Ryuta Kawano
Keywords: Interconnection Networks, Deadlock-free Routing, High Performance Computing
End-to-end network latency has become an important issue for parallel application on large-scale High Performance Computing (HPC) systems. For large parallel applications executed on the next generation of HPC systems, MPI communication latency should be lower than one microsecond. Switch delays (e.g., about 100 nanoseconds in InfiniBand QDR) are typically larger than the wire and flit injection delays, even when including serial and parallel converters. This is why inter-switch topologies should have a low diameter and low average shortest path length, both of which can be measured in terms of a number of switch hops.
In order to cope with this requirement, recently researchers have developed random topologies applicable for inter-switch networks.
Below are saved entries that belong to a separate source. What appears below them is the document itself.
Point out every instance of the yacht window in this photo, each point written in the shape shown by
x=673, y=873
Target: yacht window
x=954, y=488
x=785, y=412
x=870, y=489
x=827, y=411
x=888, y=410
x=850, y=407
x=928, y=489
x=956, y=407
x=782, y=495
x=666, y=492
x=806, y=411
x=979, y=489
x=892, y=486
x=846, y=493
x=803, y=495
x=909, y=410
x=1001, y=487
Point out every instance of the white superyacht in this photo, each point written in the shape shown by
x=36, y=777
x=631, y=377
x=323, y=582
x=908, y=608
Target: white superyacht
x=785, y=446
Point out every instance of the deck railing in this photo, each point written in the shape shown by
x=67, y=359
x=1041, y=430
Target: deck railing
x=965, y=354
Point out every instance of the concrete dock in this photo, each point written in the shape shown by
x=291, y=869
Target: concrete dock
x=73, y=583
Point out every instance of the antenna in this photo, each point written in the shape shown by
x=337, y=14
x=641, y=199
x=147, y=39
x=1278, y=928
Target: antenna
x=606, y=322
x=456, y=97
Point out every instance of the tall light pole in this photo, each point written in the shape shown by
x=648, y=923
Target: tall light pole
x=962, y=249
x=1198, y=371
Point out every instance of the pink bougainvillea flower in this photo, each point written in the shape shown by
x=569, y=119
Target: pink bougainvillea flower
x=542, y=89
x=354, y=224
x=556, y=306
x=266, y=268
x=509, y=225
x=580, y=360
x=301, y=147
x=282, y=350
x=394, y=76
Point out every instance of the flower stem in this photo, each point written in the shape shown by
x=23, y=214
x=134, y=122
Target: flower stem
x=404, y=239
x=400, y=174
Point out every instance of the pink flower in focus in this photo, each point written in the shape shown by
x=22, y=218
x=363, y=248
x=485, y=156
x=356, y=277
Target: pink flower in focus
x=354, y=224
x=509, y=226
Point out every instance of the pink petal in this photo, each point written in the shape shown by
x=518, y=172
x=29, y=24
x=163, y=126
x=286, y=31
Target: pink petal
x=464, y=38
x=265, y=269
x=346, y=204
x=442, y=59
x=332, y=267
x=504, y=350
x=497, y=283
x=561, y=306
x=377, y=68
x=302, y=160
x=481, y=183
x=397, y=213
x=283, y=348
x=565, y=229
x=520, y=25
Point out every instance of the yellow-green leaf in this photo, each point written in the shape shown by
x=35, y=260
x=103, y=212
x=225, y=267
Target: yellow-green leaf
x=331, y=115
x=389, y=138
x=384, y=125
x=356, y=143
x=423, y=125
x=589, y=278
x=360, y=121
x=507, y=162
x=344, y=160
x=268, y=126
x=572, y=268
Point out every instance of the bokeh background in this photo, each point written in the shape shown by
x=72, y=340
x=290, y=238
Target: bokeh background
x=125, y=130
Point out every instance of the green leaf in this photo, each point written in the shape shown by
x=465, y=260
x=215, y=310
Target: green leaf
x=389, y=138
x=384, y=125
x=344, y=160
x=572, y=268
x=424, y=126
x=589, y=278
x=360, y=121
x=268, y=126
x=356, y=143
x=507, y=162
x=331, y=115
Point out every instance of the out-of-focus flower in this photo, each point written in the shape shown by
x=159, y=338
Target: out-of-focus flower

Compared with the conventional Torus or Fat-tree networks, these topologies can drastically reduce the number of hops and be efficiently applied to HPC systems, data centers, and many-core systems.
These irregular topologies often suffer from their lack of scalability for feasible interconnection networks. Firstly, they tend to increase the total amount of cable length between cabinets and thus to increase the cost. Secondly, the number of table entries consumed on each switch is increased. Thirdly, they increase the time complexity to compute assignment of Virtual Channels (VCs) to the routing paths for deadlock-freedom.
To improve their scalability, my research focuses attention on layout-conscious random topologies that contain randomly connected links with length limitation. These networks achieve drastic reduction of the total cable length with a minimal increase in the number of hops compared with completely random networks.
My research aims to explore a scalable routing methodology that can be applied to the layout-conscious random topologies to achieve feasible low-latency interconnection networks with
a scalable routing method for the layout-conscious random topologies, which exploits irregularity and locality in these topologies to achieve both the small number of hops between nodes and small routing table sizes required, and
an advanced method for the VC (Virtual Channel) assignment, which has a small time complexity, yet with the same number of VCs compared with conventional VC assignment methods.
The proposed routing methodology provides the better trade-offs between an achieved network latency and the number of required table entries, which improves scalability and flexibility for implementation.